Enter number of epochs to train: 50

When you eventually enter "0", the program automatically displays the results of the training. The number at the bottom of each scene in the display tells you how strongly the program classifies the scene as belonging to the relevant concept. For instance, a value of "0.9999999" on a scene for ABOVE means that the system has classified that scene as a very good instance of ABOVE. A value of "0.0000001", on the other hand, indicates that the program has classified the scene as not ABOVE.

When you have looked at the trained data, type "ctrl-c" on the terminal. You will now see the trained data for the negative examples of the same concepts. Type "ctrl-c" again when you are done looking at these.

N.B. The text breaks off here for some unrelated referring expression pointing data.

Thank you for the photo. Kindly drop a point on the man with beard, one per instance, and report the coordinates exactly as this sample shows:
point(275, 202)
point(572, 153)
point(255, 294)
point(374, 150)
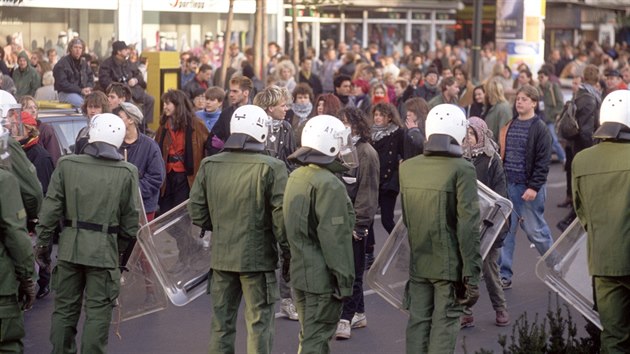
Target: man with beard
point(343, 90)
point(117, 68)
point(73, 76)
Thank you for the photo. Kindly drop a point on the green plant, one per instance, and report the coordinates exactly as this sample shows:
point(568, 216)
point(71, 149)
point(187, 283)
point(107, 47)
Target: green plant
point(557, 334)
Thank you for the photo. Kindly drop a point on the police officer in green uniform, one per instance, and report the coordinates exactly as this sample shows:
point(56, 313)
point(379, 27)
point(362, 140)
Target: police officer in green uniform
point(441, 212)
point(17, 289)
point(319, 218)
point(96, 195)
point(601, 185)
point(238, 195)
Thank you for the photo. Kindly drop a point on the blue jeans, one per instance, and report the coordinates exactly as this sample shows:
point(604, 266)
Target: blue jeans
point(529, 215)
point(557, 148)
point(74, 99)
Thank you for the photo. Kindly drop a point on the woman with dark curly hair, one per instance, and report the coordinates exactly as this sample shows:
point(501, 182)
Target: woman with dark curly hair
point(388, 140)
point(362, 186)
point(181, 137)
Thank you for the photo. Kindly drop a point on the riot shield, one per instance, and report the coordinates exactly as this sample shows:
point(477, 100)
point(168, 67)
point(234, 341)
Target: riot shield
point(140, 291)
point(390, 272)
point(569, 277)
point(179, 253)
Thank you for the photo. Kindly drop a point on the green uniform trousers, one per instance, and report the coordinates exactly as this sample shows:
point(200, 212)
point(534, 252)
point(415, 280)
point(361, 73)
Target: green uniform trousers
point(260, 291)
point(433, 316)
point(11, 325)
point(613, 305)
point(319, 315)
point(101, 287)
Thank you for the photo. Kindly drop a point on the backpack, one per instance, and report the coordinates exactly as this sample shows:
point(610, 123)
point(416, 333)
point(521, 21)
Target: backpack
point(567, 126)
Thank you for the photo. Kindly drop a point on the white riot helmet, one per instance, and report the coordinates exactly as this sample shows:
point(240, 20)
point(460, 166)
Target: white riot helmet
point(5, 161)
point(329, 136)
point(252, 121)
point(107, 128)
point(447, 119)
point(614, 116)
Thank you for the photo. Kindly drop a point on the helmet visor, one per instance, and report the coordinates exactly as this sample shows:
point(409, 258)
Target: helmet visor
point(347, 151)
point(5, 161)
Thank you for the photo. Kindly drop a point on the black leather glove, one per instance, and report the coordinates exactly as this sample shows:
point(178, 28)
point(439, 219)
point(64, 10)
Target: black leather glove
point(41, 257)
point(26, 293)
point(31, 224)
point(286, 265)
point(122, 262)
point(359, 233)
point(471, 294)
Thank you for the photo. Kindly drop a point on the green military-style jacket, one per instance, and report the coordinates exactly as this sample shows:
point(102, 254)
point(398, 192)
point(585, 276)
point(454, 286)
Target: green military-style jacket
point(441, 211)
point(601, 186)
point(498, 116)
point(238, 195)
point(101, 192)
point(319, 218)
point(16, 254)
point(30, 188)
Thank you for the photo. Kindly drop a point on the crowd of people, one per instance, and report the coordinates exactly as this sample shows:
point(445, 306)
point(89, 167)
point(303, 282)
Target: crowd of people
point(315, 151)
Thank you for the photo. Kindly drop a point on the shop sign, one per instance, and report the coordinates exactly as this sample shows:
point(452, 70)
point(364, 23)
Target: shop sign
point(66, 4)
point(217, 6)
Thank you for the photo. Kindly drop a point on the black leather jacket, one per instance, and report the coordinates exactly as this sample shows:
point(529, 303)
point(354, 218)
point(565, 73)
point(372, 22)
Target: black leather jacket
point(71, 76)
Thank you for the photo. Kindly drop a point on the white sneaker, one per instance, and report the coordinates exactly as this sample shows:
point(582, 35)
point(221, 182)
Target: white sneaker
point(343, 330)
point(288, 309)
point(359, 320)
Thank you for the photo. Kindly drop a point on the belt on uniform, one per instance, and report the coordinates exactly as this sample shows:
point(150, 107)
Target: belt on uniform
point(84, 225)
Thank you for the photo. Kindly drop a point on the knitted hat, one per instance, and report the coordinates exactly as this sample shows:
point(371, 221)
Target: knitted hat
point(133, 112)
point(118, 46)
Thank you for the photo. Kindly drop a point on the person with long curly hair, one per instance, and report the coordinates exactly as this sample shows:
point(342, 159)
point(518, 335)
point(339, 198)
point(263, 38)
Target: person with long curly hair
point(181, 137)
point(362, 187)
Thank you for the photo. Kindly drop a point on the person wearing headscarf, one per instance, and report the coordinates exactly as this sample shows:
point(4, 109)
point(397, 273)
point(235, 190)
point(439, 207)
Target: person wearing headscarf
point(479, 148)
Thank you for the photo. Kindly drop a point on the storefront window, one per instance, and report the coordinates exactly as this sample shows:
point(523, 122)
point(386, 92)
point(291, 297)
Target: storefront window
point(304, 37)
point(421, 37)
point(358, 14)
point(391, 15)
point(330, 13)
point(445, 33)
point(446, 16)
point(388, 37)
point(39, 27)
point(329, 31)
point(354, 34)
point(421, 15)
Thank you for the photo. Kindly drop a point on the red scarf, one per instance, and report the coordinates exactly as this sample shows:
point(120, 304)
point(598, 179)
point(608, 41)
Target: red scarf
point(27, 143)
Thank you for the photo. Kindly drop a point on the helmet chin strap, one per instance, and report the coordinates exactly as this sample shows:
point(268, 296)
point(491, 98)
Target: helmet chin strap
point(442, 145)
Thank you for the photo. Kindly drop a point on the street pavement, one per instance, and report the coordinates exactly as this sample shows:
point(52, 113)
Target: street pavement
point(186, 329)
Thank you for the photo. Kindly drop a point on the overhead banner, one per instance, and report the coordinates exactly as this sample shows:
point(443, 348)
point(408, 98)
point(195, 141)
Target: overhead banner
point(66, 4)
point(510, 19)
point(215, 6)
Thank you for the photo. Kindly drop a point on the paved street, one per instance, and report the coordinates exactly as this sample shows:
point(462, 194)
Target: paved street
point(186, 329)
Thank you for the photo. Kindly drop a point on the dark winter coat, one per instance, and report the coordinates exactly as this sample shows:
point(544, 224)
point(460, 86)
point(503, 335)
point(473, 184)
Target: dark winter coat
point(71, 75)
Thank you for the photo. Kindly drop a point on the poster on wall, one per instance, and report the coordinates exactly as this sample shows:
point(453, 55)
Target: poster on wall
point(510, 15)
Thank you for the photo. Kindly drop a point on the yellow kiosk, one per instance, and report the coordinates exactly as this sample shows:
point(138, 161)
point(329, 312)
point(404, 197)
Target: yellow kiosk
point(163, 73)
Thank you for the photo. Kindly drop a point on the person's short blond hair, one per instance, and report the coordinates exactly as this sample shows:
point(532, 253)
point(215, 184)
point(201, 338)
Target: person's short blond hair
point(271, 96)
point(48, 78)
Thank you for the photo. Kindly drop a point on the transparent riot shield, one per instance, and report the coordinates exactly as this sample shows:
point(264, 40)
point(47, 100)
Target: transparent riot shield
point(179, 253)
point(140, 291)
point(570, 277)
point(390, 271)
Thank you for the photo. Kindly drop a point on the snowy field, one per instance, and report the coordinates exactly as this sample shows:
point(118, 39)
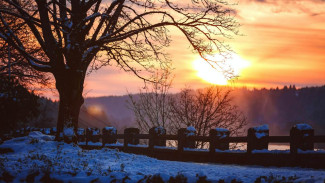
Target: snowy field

You will be asked if you want to save the weights. Answer yes by entering "1" in response to the following query:

Want to dump weights [0=>no, 1=>yes]? 1

At this point, the network has been trained to recognize ABOVE and can be tested on previously unseen scenes.


Step 4: Testing

Once you have trained the network and saved the weights of the training as explained in Part 3, you can test the network on unseen examples by typing:

./do test above

The program will display the results. Just as in the training case, the number at the bottom of each scene indicates how strongly the program classifies the scene as part of the relevant concept.


What to do and submit
  1. Attempt to train the program on the six following concepts:
    above bigger in left near out overlap
    For each of these concepts:
  2. Now consider the following concepts:
    into between within green alongside around
    Pick 4 out of these 6 concepts. Based on what you know about the features handled by the program, would you expect these concepts to be learnable given appropriate training examples? Would they be learnable by the dynamic version of the program? What additional features would be necessary to allow the system to learn?